Jams, salads, cocktails and more great uses for blood oranges, now in season
What’s in season: Another cold-weather-loving member of the citrus family, the blood orange is known for its vibrant crimson interior and sweet-tart flavor. The red coloring, which sometimes appears as streaks in the fruit and a blush of pink on the skin, comes from the same anthocyanin pigment that gives raspberries their rich hue. Varieties include the deep red Moro, known for its intense flavor and aroma, the sweet Tarocco and the rosy-skinned Smith red. The oranges can be found from late winter into early spring.
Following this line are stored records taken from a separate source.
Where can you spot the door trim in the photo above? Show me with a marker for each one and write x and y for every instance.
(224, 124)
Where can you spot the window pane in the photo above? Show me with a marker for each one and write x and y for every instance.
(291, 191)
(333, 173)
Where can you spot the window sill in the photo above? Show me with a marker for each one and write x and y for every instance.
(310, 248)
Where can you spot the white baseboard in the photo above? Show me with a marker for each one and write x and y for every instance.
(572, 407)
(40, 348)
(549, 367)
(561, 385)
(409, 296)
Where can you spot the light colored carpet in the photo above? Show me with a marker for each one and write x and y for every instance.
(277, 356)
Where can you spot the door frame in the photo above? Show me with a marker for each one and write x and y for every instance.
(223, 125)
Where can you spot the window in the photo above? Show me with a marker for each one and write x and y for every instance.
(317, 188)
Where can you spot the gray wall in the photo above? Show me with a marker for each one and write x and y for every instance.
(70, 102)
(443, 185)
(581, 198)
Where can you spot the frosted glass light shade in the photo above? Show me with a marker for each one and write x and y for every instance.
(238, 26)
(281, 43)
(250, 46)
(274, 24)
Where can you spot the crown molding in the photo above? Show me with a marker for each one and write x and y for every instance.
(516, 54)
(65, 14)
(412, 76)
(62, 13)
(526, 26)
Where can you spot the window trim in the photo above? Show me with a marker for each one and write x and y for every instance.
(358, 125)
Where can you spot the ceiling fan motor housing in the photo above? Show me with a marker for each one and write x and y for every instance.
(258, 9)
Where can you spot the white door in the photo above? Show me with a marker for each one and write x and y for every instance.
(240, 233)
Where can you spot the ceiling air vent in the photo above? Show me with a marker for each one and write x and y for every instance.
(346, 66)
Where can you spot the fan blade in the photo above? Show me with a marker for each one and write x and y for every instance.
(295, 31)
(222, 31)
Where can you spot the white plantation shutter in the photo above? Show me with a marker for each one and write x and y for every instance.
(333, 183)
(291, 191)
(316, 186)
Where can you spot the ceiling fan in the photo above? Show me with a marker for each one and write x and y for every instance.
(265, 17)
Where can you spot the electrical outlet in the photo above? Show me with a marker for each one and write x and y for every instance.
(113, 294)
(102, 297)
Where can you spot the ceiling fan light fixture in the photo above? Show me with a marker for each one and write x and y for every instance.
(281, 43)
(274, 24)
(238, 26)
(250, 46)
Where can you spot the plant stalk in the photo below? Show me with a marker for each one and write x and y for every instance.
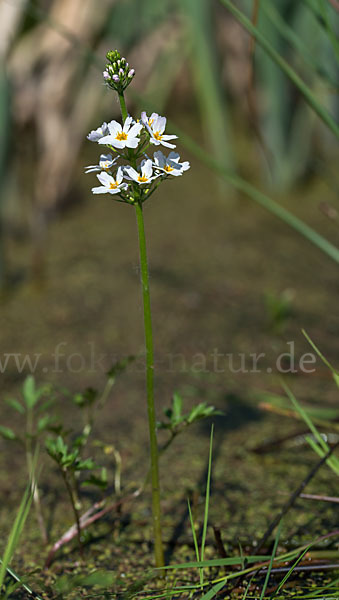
(156, 510)
(75, 510)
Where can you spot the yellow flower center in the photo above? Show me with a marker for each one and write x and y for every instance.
(121, 136)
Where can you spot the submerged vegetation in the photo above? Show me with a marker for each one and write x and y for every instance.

What to cook: Because of their bright red color, blood oranges lend a dramatic flair to any of a number of dishes, sweet or savory. Add fresh orange slices or segments to salads, and juice the fruit (be careful, it stains) into cocktails. Simmer the oranges for marmalade or jam. Add the juice to marinades or incorporate it into a sauce — classic Maltaise sauce is nothing more than Hollandaise combined with blood orange juice and is terrific spooned over vegetables or fish. Blood oranges also work well in desserts, lending flavor and color to ice creams and custards, as well as cakes and tarts.
What’s on the horizon: Smooth, green Fuertes and pebbly Hass are just a couple of the varieties of avocados showing up now. You can also find cherimoya, an oddly-shaped fruit with leathery green skin that’s prized for its velvety texture and sweet, tropical flavor.